Mailing List Archive

Typo Analyzer
Hi all

This is the first I’m using a emailing list so please bear with me if I’m doing anything wrong.

I’m looking for some support for a specific use case I have.

On our webpage we implemented an “auto suggestion” search based on the AnalyzingInfixSuggester. As we don’t have a lot of data I used the in-memory approach of Lucene. The final product looks something like this:



Now I was wondering if I can make the search more robust for e.g. typos.
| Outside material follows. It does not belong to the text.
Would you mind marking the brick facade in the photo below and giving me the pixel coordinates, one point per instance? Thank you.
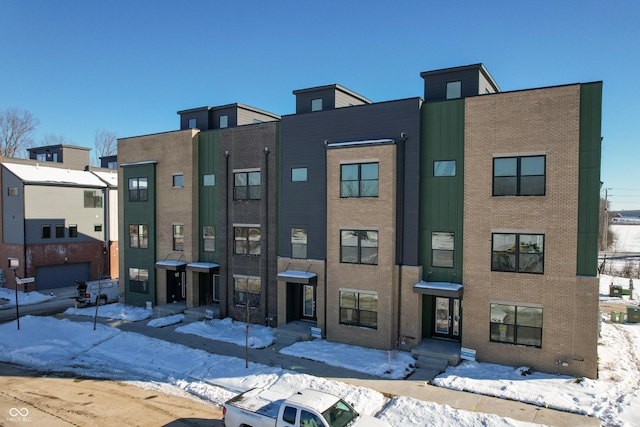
(533, 122)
Is it e.g. possible that I get the “same” search results for the word sonstige (correct spelling) and sonnstige (incorrect spelling).
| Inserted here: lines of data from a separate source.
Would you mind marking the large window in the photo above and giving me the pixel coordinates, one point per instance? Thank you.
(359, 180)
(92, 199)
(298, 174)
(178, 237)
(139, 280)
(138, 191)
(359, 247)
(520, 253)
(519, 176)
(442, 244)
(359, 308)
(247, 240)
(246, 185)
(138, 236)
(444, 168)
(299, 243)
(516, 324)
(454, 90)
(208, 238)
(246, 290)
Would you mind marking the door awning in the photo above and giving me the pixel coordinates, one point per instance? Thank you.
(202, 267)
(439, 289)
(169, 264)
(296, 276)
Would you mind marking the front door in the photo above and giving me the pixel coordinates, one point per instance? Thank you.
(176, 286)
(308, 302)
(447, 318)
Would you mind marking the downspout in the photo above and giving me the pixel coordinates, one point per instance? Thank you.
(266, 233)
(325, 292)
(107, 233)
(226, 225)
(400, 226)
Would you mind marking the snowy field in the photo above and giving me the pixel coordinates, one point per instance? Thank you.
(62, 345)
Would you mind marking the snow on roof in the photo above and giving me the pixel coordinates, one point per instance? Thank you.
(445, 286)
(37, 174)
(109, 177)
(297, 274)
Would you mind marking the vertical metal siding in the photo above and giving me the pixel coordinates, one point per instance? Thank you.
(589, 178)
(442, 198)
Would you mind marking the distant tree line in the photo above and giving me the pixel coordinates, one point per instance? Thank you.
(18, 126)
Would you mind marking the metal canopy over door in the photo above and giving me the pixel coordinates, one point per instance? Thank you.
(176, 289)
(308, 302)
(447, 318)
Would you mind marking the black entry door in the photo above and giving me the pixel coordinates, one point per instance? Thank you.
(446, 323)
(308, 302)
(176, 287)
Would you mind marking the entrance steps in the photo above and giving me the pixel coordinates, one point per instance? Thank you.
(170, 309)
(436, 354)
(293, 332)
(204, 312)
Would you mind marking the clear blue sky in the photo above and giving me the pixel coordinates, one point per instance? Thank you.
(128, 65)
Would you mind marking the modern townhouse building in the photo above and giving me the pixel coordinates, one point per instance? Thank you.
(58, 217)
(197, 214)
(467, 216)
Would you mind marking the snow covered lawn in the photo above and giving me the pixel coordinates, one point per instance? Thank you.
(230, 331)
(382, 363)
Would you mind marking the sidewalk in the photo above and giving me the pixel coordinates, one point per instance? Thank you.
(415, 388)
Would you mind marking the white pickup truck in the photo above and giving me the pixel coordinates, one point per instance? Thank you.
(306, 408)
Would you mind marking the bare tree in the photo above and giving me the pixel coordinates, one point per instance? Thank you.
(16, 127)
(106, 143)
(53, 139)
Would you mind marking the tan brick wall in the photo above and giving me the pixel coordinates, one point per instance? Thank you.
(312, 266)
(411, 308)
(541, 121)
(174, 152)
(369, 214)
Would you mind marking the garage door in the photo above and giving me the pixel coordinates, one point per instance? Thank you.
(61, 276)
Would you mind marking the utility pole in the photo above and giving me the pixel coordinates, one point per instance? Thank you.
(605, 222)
To give a better understanding how I implement this (maybe there are other things which can be improved) find the important code snippets:

Creating the SearchIndex
private InMemoryLuceneIndex createSearchIndex(int productVersion, LanguageEnum languageEnum) {
StopwordAnalyzerBase analyzer = null;
switch (languageEnum) {
case DE:
analyzer = new GermanAnalyzer();
break;
case EN:
analyzer = new EnglishAnalyzer();
break;
case IT:
analyzer = new ItalianAnalyzer();
break;
case FR:
analyzer = new FrenchAnalyzer();
break;
}
InMemoryLuceneIndex inMemoryLuceneIndex = new InMemoryLuceneIndex(new RAMDirectory(), analyzer);
final AwsXmlResponseGetRisikoklassifizierungen riskClassification = riskClassificationService.getRiskClassification(productVersion, languageEnum);
final List<RiskClassification> riskClassifications = riskClassification.getRisikoklassifizierungen().stream()
.map(risk -> RiskClassification.builder().isActive(!risk.isInNegativliste()).nogaCode(risk.getRisikonummer()).nogaDescription(risk.getBetriebsart()).nogaKeywords(risk.getStichworte()).build())
.collect(Collectors.toList());
inMemoryLuceneIndex.indexRiskClassifications(riskClassifications);
return inMemoryLuceneIndex;
}

SearchIndexImpl
@Slf4j
public class InMemoryLuceneIndex {
private Optional<AnalyzingInfixSuggester> analyzingInfixSuggester;
public InMemoryLuceneIndex(Directory memoryIndex, StopwordAnalyzerBase analyzer) {
try {
analyzingInfixSuggester = Optional.of(new AnalyzingInfixSuggester(memoryIndex, analyzer));
} catch (IOException e) {
log.error("unable to create the search index", e);
analyzingInfixSuggester = Optional.empty();
}
}
/**
* Ask for a suggestion
*
* @param searchTerm
* @return
*/
public Optional<List<RiskClassification>> suggest(String searchTerm) {
if (analyzingInfixSuggester.isPresent()) {
final List<Lookup.LookupResult> lookupResults;
try {
lookupResults = analyzingInfixSuggester.get().lookup(searchTerm, true, 10);
log.info("found {} results", lookupResults.size());
return Optional.of(lookupResults.stream()
.map(result -> {
try {
ByteArrayInputStream bis = new ByteArrayInputStream(result.payload.bytes);
ObjectInputStream in = new ObjectInputStream(bis);
return (RiskClassification) in.readObject();
} catch (IOException | ClassNotFoundException e) {
throw new Error("Could not decode payload :(");
}
})
.collect(Collectors.toList()));
} catch (IOException e) {
log.error("unable to lookup", e);
}
}
return Optional.empty();
}
/**
* build index for suggestion search
*
* @param riskClassifications
*/
public void indexRiskClassifications(List<RiskClassification> riskClassifications) {
log.info("add {} risks to index", riskClassifications.size());
analyzingInfixSuggester.ifPresent(suggester -> {
try {
suggester.build(new RiskClassificationIterator(riskClassifications.iterator()));
} catch (IOException e) {
log.error("unable to build the index", e);
}
}
);
}
}




thanks a lot for any pointers!
Cheers
Cyril